Uber Movement SANRAL Cape Town Challenge
$5,500 USD
Predict when and where road incidents will occur next in Cape Town
11 October 2019–2 February 2020 23:59
251 data scientists enrolled, 31 on the leaderboard
Some tutorials to get going
published 21 Oct 2019, 12:44

Hello all,

I've written a few posts on getting going with this contest. Part 1 (https://datasciencecastnet.home.blog/2019/10/19/zindi-uberct-part-1-getting-started/) basically re-caps the starter notebook I shared earlier and is useful for getting a quick entry on the board. The second part (https://datasciencecastnet.home.blog/2019/10/21/zindi-uberct-part-2-stepping-up/) shares some next steps (adding features, using fast.ai) to boost the score (to >0.08 wthout much tweaking). Both have accompanying notebooks on Google Colab for easy duplication.

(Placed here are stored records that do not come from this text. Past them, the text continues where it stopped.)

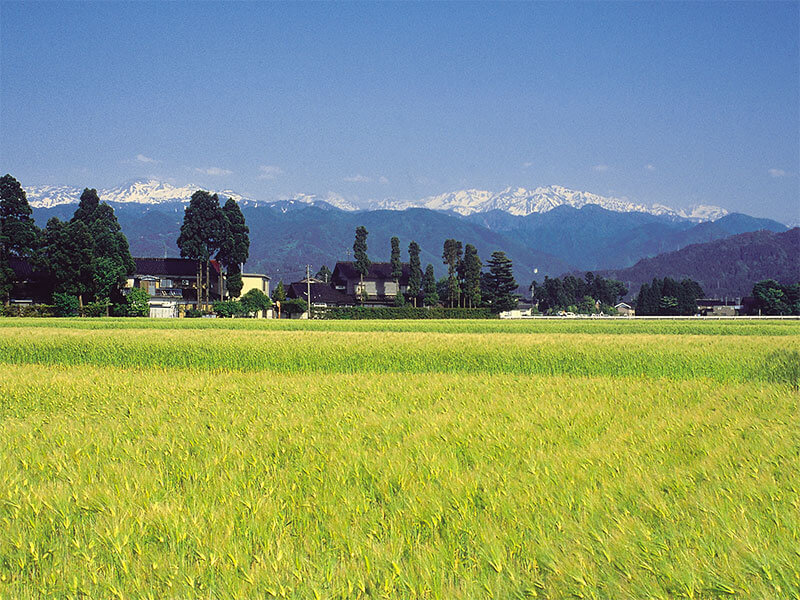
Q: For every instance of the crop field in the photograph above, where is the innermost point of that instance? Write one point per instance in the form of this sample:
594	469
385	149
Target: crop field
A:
441	459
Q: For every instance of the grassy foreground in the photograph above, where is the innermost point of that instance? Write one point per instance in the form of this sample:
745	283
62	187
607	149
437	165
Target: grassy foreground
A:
385	468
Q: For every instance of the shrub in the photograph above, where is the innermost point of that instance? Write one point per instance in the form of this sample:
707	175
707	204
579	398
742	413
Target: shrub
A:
138	303
404	312
228	308
65	305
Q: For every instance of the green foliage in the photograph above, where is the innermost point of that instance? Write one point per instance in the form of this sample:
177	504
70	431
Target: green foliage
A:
234	281
138	303
229	308
668	297
294	306
415	272
99	308
279	293
431	297
18	233
65	305
324	274
400	312
396	263
254	301
500	284
772	298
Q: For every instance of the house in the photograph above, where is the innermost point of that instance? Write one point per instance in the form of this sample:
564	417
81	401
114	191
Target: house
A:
379	285
715	307
172	284
625	309
260	282
323	294
29	286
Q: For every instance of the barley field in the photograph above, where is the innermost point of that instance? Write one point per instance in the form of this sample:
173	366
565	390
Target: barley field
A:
443	459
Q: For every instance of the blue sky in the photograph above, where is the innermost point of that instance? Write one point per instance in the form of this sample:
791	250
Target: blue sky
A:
673	103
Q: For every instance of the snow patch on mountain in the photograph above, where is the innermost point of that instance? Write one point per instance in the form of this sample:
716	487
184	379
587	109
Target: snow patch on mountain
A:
513	200
522	202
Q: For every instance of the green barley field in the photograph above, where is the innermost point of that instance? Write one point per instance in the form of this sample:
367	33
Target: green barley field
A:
442	459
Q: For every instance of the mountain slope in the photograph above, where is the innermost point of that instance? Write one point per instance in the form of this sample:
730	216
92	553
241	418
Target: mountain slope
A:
594	238
287	235
724	268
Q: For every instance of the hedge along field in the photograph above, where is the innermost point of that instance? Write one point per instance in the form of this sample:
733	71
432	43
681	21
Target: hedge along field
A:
772	327
181	463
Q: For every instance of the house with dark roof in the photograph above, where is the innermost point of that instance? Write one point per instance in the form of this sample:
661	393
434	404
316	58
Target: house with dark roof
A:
171	284
322	294
379	285
29	285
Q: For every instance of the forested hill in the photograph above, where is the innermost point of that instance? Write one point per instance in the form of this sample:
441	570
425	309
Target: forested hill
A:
724	268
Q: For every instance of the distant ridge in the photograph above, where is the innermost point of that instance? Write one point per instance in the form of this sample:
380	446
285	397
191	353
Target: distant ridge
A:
724	268
515	201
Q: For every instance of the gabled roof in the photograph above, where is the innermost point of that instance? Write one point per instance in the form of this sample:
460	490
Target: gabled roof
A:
174	267
346	270
321	293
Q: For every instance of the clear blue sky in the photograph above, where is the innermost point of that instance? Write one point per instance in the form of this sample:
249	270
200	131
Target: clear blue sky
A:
673	103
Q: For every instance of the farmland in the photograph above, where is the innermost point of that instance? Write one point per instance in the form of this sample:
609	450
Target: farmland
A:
444	459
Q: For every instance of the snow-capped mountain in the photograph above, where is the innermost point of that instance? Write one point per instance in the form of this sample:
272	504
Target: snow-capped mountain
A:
516	201
522	202
141	191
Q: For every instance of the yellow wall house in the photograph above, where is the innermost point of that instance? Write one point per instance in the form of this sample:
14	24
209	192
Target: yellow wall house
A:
256	281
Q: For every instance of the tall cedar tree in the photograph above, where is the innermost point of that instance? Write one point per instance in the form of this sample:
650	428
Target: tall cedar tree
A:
111	257
396	263
202	234
472	276
431	298
361	259
415	272
18	233
501	283
324	274
279	296
451	257
235	248
66	255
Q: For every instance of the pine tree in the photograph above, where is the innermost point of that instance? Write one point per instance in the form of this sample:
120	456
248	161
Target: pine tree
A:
472	276
501	283
324	274
202	234
235	247
415	272
397	266
431	297
18	232
361	259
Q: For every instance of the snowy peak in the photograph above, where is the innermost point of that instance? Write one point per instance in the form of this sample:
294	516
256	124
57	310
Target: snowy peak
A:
513	200
140	191
522	202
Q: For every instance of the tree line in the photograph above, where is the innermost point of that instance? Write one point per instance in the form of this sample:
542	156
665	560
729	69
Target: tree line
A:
466	284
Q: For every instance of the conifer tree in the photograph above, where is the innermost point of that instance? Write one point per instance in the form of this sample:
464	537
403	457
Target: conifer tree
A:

I'll be working on part 3, so please share any tips for things to include. Looking forward to questions and feedback :)

Thanks for Making the notebook for a startedstarted

Sweet, thank you for the starter code notebook and the blog posts. They're useful so far.

By the way, I get an error when I try to run this part of the notebook:

locations = data.groupby('road_segment_id').mean()[['longitude', 'latitude']] locations.head(2)

The error is as follows:

KeyError: "['longitude'] not in index"

It seems that this could be a Pandas bug, resulting from the groupby function going funky. I have updated my Pandas but the error persists in the latest version. I verified that the longitude column is in the data object after loading, and that it disappears right after the groupby method is called, by running nothing but the groupby function and checking for the longitude column again. It disappears.

Turns out there wasn't a bug in Pandas after all, but the train.csv file has a few dirty data entries. I suppose data cleaning is inevitable, but just a heads up to anyone else who is pulling their hair out.

Here's a tip: After loading the csv file say in a dataframe called data, call data.info(). If your longitude and latitude columns are not float64 types, you are not going to have a good time.